The cost of miscalculation of the June 12 annullers has been simply too high, and unless a fundamentally comprehensive solution to the Nigerian political problem is based on an accomodation, however brief, of the June 12 mandate, our nightmare, whether economic, social or political, will simply continue. A overnment of national unity should be formed based on June 12, whose mandate should be to convene a sovereign national conference, to which the legitimate representatives of the Nigerian people are invited to consider the national question. Insistence on the current bogus Constitutional Conference as the main vehicle to chart a new political order for Nigeria is simply a recipe for disaster in the future.

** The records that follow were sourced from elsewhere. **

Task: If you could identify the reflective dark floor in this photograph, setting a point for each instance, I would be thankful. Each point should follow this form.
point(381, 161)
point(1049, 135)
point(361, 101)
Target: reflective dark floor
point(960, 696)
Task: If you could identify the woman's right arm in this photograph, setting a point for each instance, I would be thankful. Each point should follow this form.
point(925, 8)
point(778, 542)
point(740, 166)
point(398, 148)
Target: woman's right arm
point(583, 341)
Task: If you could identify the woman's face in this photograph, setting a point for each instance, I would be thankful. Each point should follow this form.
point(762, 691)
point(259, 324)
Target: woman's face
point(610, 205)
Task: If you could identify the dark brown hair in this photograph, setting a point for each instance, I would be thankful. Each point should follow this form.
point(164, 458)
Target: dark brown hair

If we are not now relentless in pursuit of the correction of an identified injustice, why would we do so the next time ? Because we did not do so the last time around, must we now defer again ? If we defer again, would not a new group of Nigerians then ask again "Why now ?" as many now ask in defence (or understanding) of the annulment ?
THE PLACE OF THE INDIVIDUAL NIGERIAN AND HIS COMMUNITY
So what must we do ? First, each Nigerian must re-emphasise his DIGNITY, and emphasise that the vote is his lowest level share of political power, and that it must be respected, both now and in the future.
Secondly, he must be free to identify without fear or loss of status with his community, that group with which he has historical, cultural and lingual similarity. Nigeria is in fact not a nation yet, but a COUNTRY OF NATIONS, for it is precisely historical, cultural and lingual similiarities which define nations. We must also insist that as part of the country called Nigeria, all communities must be fully part of its ecumene, that is its economic-political territory, its economic, political and cultural life, or else some communities will ever chafe to define theirs.
Thirdly, our collective cause must be based on the twin assertions of DIGNITY and RESPECT for all ethnic groups in Nigeria. We must remember that no one can make us feel inferior without our consent. I am not asking for ethnic fascism nor must we assert ethnic superiority. In fact tolerance, sacrifice and inter-dependence should be watchwords.
But in Nigeria, while everyone must strive to save Nigeria from itself, if it so permits, "prideful communities" must also be ready to save themselves. The deterioration of our schools and social and physical infrastructure, the hopeleness of our youth and the heavy-heart being carried around by our adults can simply no longer be tolerated.
Anger we have, shame we must avoid and pride we must restore. We must build a sense of purpose and consensus which the generation before us has woefully lacked, and we must let that passing generation know that we can no longer tolerate dilly-dallying with our lives. We are merely six years away from Year 2001, and we are in a real danger of being swept aside by history.
Finally, we must also remember our history, much of which consists of numerous avoidable conflicts among ourselves. We can not take our unity for granted, rather we must work purposefully and tirelessly for it. We must, beginning immediately, spend some of our time carefully and unemotionally ruminating on what aspects of liberal democracy is compatible with our various cultures, so that we do not repeat the same mistakes of the past.